Zum 1. Oktober 2010 wurde ein neuer Bezugsvertrag für zwei Jahre abgeschlossen. Die darin enthaltenen Konditionen sind gegenüber dem alten Gasbezugsvertrag erheblich vorteilhafter, so dass die ESW Gasvertrieb GmbH trotz anhaltend starkem Wettbewerb im Jahres- und Großkundensegment in 2010 auf eine deutlich verbesserte Rohmargensituation verweisen kann.

Nachtragsbericht

Vorgänge von besonderer Bedeutung nach dem Jahresabschlussstichtag ereigneten sich nach unseren Erkenntnissen nicht.

Fazit

Das gute Ergebnis der ESW GasVertrieb GmbH spiegelt die verbesserte Beschaffungssituation für die ESW Gasvertrieb GmbH wider. In dem zum 1. Oktober 2010 neu abgeschlossenen Bezugsvertrag bieten die Änderungen in den Positionen "Leistungspreis" und "Einkauf zu Festpreisen" alle Voraussetzungen, um aktiv am Markt zu agieren und auskömmliche Margen zu erzielen.

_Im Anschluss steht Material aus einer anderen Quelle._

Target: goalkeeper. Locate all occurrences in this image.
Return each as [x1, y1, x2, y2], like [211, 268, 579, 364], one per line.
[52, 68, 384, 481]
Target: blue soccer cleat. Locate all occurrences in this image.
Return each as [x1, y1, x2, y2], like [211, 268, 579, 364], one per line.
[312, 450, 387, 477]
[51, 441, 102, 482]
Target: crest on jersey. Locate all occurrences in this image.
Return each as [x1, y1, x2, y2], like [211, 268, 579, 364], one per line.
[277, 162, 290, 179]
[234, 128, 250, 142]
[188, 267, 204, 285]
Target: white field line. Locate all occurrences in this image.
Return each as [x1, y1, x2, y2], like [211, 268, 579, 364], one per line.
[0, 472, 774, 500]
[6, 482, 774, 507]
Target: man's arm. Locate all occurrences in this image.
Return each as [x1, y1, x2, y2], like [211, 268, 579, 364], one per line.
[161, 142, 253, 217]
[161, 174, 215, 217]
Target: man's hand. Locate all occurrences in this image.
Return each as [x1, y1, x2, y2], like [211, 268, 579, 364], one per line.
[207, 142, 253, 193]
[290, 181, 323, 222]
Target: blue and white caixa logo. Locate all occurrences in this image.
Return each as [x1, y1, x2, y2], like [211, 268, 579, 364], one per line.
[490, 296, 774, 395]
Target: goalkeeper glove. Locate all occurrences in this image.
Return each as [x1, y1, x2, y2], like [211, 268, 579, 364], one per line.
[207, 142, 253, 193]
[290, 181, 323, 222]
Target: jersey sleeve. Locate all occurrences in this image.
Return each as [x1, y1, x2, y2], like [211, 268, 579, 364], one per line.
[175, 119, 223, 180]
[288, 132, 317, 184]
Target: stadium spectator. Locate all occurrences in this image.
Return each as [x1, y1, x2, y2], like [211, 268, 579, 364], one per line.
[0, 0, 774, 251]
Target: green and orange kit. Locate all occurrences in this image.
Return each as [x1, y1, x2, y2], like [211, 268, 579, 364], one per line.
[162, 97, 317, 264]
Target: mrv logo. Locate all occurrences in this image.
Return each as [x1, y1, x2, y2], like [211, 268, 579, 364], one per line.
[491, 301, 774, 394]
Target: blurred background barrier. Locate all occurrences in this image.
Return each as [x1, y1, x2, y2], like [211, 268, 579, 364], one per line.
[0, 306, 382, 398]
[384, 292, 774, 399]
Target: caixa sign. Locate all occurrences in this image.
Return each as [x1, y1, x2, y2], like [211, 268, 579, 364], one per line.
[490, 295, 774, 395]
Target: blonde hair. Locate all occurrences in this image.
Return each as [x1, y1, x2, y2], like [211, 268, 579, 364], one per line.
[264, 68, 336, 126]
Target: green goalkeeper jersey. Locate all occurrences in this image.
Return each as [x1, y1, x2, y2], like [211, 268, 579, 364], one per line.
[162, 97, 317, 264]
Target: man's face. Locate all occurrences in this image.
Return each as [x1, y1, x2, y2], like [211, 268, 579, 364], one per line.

Die Gesellschaft war zu keinem Zeitpunkt einer bestandsgefährdenden Situation ausgesetzt.

Ausblick

Das Risikoumfeld wird für ESW GasVertrieb GmbH auch im Jahr 2011 durch eine anhaltende Zunahme des Wettbewerbs geprägt sein, was die ESW GasVertrieb GmbH in ihrer Planung weitestgehend berücksichtigt hat. Erfreulicherweise konnte in Vertragsverhandlungen mit der Firma Ronal für 2012 und 2013 die Gasversorgung mit rund 60 GWh gesichert werden, so dass insgesamt mit einer positiven Entwicklung der Gesellschaft in den kommenden Jahren gerechnet wird.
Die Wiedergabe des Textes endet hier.